JONGMYUNG HWANG : MEMENTO MORI
Lorsqu’une personne de rencontre nous regarde droit dans les yeux, longtemps, il est rare que nous ne finissions pas par détourner le regard, pour échapper à la tension de l’échange muet. C’est de ce même regard sans indulgence, les yeux parfois écarquillés, que nous fixent depuis leurs cimaises les visages de JongMyung Hwang. L’artiste coréen, jeune quadragénaire, est un authentique maître du portrait, fort de la tradition de virtuosité technique acquise dans les écoles d’art de son pays. Mais la précision du rendu glisse presque toujours, sous son pinceau, vers autre chose : un hyper-réalisme aux couleurs franches, pop, qui n’inspire toutefois pas l’allégresse.
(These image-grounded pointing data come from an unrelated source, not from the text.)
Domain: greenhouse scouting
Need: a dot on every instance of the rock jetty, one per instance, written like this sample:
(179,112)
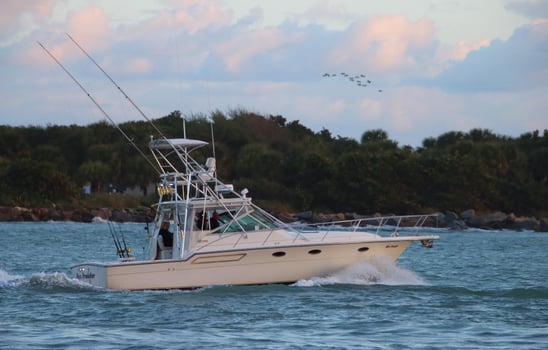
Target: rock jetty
(467,219)
(78,215)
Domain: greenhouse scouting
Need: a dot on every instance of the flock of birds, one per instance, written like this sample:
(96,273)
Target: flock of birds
(359,80)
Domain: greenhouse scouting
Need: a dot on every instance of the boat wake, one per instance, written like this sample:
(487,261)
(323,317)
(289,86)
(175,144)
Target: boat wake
(42,280)
(380,271)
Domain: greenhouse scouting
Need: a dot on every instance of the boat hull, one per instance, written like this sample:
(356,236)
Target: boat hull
(237,267)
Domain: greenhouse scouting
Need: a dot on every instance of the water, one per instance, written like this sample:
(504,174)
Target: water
(473,290)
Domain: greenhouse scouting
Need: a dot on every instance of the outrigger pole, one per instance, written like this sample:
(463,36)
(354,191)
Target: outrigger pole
(117,86)
(130,140)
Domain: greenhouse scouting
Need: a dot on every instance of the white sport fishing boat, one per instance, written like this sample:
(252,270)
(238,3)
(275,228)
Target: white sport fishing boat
(221,238)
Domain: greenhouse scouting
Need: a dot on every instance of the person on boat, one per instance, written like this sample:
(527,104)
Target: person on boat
(214,221)
(201,221)
(165,237)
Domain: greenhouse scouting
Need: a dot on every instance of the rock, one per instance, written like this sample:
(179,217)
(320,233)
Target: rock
(467,214)
(475,221)
(530,224)
(305,215)
(543,225)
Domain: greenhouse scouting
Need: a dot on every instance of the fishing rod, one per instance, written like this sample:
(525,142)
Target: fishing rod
(126,249)
(115,239)
(117,86)
(129,139)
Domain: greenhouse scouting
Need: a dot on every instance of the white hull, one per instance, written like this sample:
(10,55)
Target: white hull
(239,267)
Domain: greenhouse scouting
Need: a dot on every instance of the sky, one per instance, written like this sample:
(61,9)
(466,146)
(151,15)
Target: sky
(433,66)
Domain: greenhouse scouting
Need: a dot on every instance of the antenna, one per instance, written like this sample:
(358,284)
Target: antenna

L’inquiétude est toujours tapie au coin du tableau.
L’illusion est trop parfaite, la carnation trop rose (Hwang a intitulé une de ses toiles Pinkman). Les traits, on le sent bien, ne sont qu’une enveloppe, et c’est la puissante architecture humaine, la structure du squelette, que révèle l’artiste, à l’exemple de son impressionnant Double ego en rose et gris. Une profonde connivence le lie sur ce point à Yan Pei-Ming, avec qui il a travaillé à l’École des Beaux-Arts de Dijon.
Ne serait-ce pas le secret de ces yeux qui ne cillent pas : ils sont déjà les orbites vides d’un crâne. Dans son dialogue permanent avec le grand héritage de l’art européen, Hwang a rencontré le motif de la vanité et s’en est emparé avec jubilation. Ornés de fleurs comme sur de petits autels macabres, ses crânes ont l’impitoyable netteté d’un memento mori ou la fausse jovialité d’un décor de cotillons. Ils sont le vestige narquois d’homo festivus quand la musique s’est tue.
Leur contemplation est plus roborative que mélancolique. On ne peut s’empêcher de penser, face à eux, aux incroyables fêtes des morts de l’Amérique centrale que Peter Greenaway a brillamment utilisées dans son Eisenstein in Guanajuato. Il est aisé alors de comprendre pourquoi, de Paris à Séoul et de Séoul à New-York, l’oeuvre de JongMyung Hwang rencontre le succès. Impitoyable et joyeux, l’artiste est un sage, un destructeur de cette comédie sociale dont nous aspirons secrètement à nous évader.